News this week from Bloomberg announced that US retirement account balances have again hit all-time highs for the third consecutive quarter in 401(k) and IRA accounts, according to data from Fidelity Investments. Whilst this is partly due to the US equity markets continuing to hit all-time highs it also reflects increased employee and employer contributions to these retirement accounts. https://www.bloomberg.com/news/articles/2017-08-03/americans-keep-crushing-it-with-their-401-k-s
This enthusiasm for pensions is in marked contrast to the UK where a bull market for UK property, particularly in London and the South East, since the late 1990s has led many to choose property over pensions for their retirement planning. For some this has become a kind of kneejerk response and for others almost like received wisdom. This was noted by Anna Mikhailova of the Sunday Times Money section at the end of May when she stated, “What’s better for retirement – property or pensions? I ask this question every week in our Fame and Fortune column, and nearly every person I interview chooses bricks and mortar without a moment’s hesitation.”

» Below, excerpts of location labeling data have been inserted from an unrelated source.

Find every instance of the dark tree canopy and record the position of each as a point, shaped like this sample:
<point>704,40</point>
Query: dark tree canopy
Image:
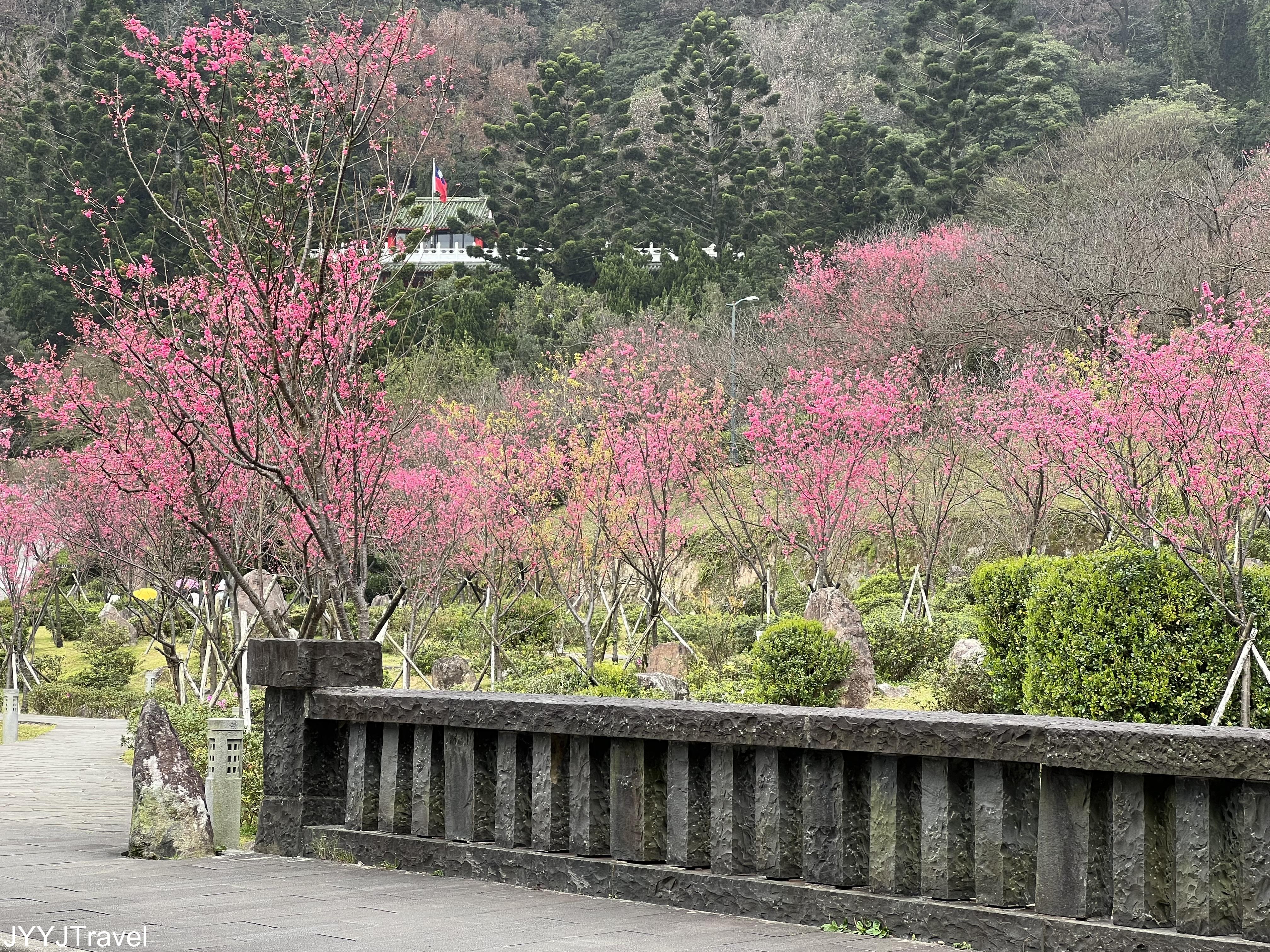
<point>949,79</point>
<point>716,177</point>
<point>557,173</point>
<point>841,186</point>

Perhaps surprisingly the Sunday Times’ poster-boy for this view is none other than Andy Haldane, Chief Economist of the Bank of England who when asked this question last year noted that property was “almost certainly” the better bet. Well, earlier this month he voted against a rate rise, having indicated in June that he was considering voting to raise rates, so maybe he will change his mind again after reading a recent report commissioned by the Sunday Times Money section from the Centre for Economics and Business Research (CEBR) and the private bank Kleinwort Hambros.
This research shows that even in London property has been outpaced by the growth in pension wealth since the 2008 financial crisis, with property wealth in the capital growing by 50% in this period versus 52% for pension wealth. This trend is reflected across every part of the UK but the gap is far, far wider outside the capital. In the South West, pension wealth has grown by 92% and property wealth by only 22%. In the North West and Yorkshire, the total wealth held in property has actually declined by 1% and 3% since 2008 whilst the total wealth held in pensions has grown by 69% and 42% respectively. The full article can be seen here: https://www.thetimes.co.uk/article/youre-wrong-to-bank-on-property-andy-flq53t998
Yet despite this many consumers in the UK still view pensions with suspicion. Whether or not this is due to a legacy of pensions misselling scandals or a public perception that they are too complex due to political tinkering with the pensions system, many plump for property because the reality they have experienced for twenty years is that property prices have gone up and continue to go up. However, this cannot be expected to go on indefinitely so having all one’s eggs in this particular basket poses its own risks. Many also ignore the leveraged nature of property investment which, as borrowers in the eighties and early nineties discovered, comes with its own risks from rate rises to potential negative equity. My own view is that whilst property plays a role in retirement savings so too do pensions and that without diversification across asset classes investors could be in for a bumpy ride. To this rationale can be added the tax benefits and incentives for pension investment which are in stark contrast to the current climate for buy to let investment in the UK where recent tax changes have made this an increasingly tax inefficient way to invest for many.
Whilst I would hope that the UK catches up with the US in terms of more balanced attitudes to the merits of pensions against property, the fact remains that there are many people in the UK for whom property has been the best investment they ever made. It remains to be seen whether this attitude will change amongst the young who are part of a generation that will struggle to afford to buy a property. For many of them pensions may be the only game in town for retirement planning.